The ‘isi statistics data-reduction’ CLI command has been enhanced to report inlined data metrics, including both a capacity saved and an inlined data efficiency ratio:

# isi statistics data-reduction
                      Recent Writes Cluster Data Reduction
                           (5 mins)
--------------------- ------------- ----------------------
Logical data                 90.16G                 18.05T
Zero-removal saved                0                      -
Deduplication saved           5.25G                624.51G
Compression saved             2.08G                303.46G
Inlined data saved            1.35G                  2.83T
Preprotected physical        82.83G                 14.32T
Protection overhead          13.92G                  2.13T
Protected physical           96.74G                 26.28T
Zero removal ratio         1.00 : 1                      -
Deduplication ratio        1.06 : 1               1.03 : 1
Compression ratio          1.03 : 1               1.02 : 1
Data reduction ratio       1.09 : 1               1.05 : 1
Inlined data ratio         1.02 : 1               1.20 : 1
Efficiency ratio           0.93 : 1               0.69 : 1

Be aware that the effect of data inlining is not included in the data reduction ratio because it is not actually reducing the data in any way – just relocating it and protecting it more efficiently. However, data inlining is included in the overall storage efficiency ratio.

The ‘inline data saved’ value represents the count of files which have been inlined, multiplied by 8KB (inode size). This value is required to make the compression ratio and data reduction ratio correct.

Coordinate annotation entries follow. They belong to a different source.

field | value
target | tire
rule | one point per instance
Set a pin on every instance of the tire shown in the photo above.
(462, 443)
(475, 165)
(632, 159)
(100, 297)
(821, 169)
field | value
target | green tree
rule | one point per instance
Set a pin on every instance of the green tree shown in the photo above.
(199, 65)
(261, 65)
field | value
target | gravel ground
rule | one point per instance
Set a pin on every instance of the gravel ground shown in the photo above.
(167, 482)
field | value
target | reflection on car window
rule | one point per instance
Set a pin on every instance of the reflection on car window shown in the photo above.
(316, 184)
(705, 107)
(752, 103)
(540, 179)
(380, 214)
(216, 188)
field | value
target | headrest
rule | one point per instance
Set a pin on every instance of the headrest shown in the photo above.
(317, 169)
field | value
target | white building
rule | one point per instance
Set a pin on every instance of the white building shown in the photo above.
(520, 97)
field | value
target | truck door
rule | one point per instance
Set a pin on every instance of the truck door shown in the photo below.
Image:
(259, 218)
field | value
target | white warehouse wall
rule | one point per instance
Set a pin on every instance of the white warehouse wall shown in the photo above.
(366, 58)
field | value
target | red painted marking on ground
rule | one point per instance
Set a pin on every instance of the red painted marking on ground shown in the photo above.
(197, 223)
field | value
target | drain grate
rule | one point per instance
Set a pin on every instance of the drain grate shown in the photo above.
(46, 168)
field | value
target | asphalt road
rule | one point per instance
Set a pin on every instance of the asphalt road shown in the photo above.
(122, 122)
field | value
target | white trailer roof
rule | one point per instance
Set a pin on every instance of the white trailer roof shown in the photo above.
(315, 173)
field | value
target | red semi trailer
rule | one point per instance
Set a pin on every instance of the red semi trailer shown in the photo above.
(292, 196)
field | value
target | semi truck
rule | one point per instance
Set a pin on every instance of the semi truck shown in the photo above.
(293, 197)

The ‘isi_cstats’ CLI command now includes the accounted number of inlined files within /ifs, which is displayed by default in its console output.

# isi_cstats
Total files                 : 397234451
Total inlined files         : 379948336
Total directories           : 32380092
Total logical data          : 18471 GB
Total shadowed data         : 624 GB
Total physical data         : 26890 GB
Total reduced data          : 14645 GB
Total protection data       : 2181 GB
Total inode data            : 9748 GB
Current logical data        : 18471 GB
Current shadowed data       : 624 GB
Current physical data       : 26878 GB
Snapshot logical data       : 0 B
Snapshot shadowed data      : 0 B
Snapshot physical data      : 32768 B
Total inlined data savings  : 2899 GB
Total inlined data ratio    : 1.1979 : 1
Total compression savings   : 303 GB
Total compression ratio     : 1.0173 : 1
Total deduplication savings : 624 GB
Total deduplication ratio   : 1.0350 : 1
Total containerized data    : 0 B
Total container efficiency  : 1.0000 : 1
Total data reduction ratio  : 1.0529 : 1
Total storage efficiency    : 0.6869 : 1
Raw counts
{ type=bsin files=3889 lsize=314023936 pblk=1596633 refs=81840315 data=18449 prot=25474 ibyte=23381504 fsize=8351563907072 iblocks=0 }
{ type=csin files=0 lsize=0 pblk=0 refs=0 data=0 prot=0 ibyte=0 fsize=0 iblocks=0 }
{ type=hdir files=32380091 lsize=0 pblk=35537884 refs=0 data=0 prot=0 ibyte=1020737587200 fsize=0 iblocks=0 }
{ type=hfile files=397230562 lsize=19832702476288 pblk=2209730024 refs=81801976 data=1919481750 prot=285828971 ibyte=9446188553728 fsize=17202141701528 iblocks=379948336 }
{ type=sdir files=1 lsize=0 pblk=0 refs=0 data=0 prot=0 ibyte=32768 fsize=0 iblocks=0 }
{ type=sfile files=0 lsize=0 pblk=0 refs=0 data=0 prot=0 ibyte=0 fsize=0 iblocks=0 }

The ‘isi get’ CLI command can be used to determine whether a file has been inlined. The output reports a file’s logical ‘size’, but indicates that it consumes zero physical, data, and protection blocks. There is now also an ‘inlined data’ attribute further down in the output that also confirms that the file is inlined.

# isi get -DD file1
* Size:              2
* Physical Blocks:  0
* Phys. Data Blocks: 0
* Protection Blocks: 0
* Logical Size:      8192
PROTECTION GROUPS
* Dynamic Attributes (6 bytes):
*
ATTRIBUTE           OFFSET SIZE
Policy Domains      0      6
INLINED DATA
0,0,0:8192[DIRTY]#1

So, in summary, some considerations and recommended practices for data inlining in OneFS 9.3 include the following:

Data inlining is opportunistic and is only supported on node pools with 8KB inodes.
No additional software, hardware, or licenses are required for data inlining.
There are no CLI or WebUI management controls for data inlining.
Data inlining is automatically enabled on applicable nodepools after an upgrade to OneFS 9.3 is committed.
However, data inlining occurs for new writes and OneFS 9.3 does not perform any inlining during the upgrade process. Any applicable small files are instead inlined upon their first write.
Since inode inlining is automatically enabled globally on clusters running OneFS 9.3, OneFS recognizes any diskpools with 512 byte inodes and transparently avoids inlining data on them.
In OneFS 9.3, data inlining is not performed on regular files during tiering, truncation, upgrade, and so on.
CloudPools Smartlink stubs, sparse files, and writable snapshot files are also not candidates for data inlining in OneFS 9.3.
OneFS shadow stores do not apply data inlining. As such:

Small file packing is disabled for inlined data files.
Cloning works as expected with inlined data files.
Inlined data files do not apply deduping. Non-inlined data files that are once deduped will not inline afterwards.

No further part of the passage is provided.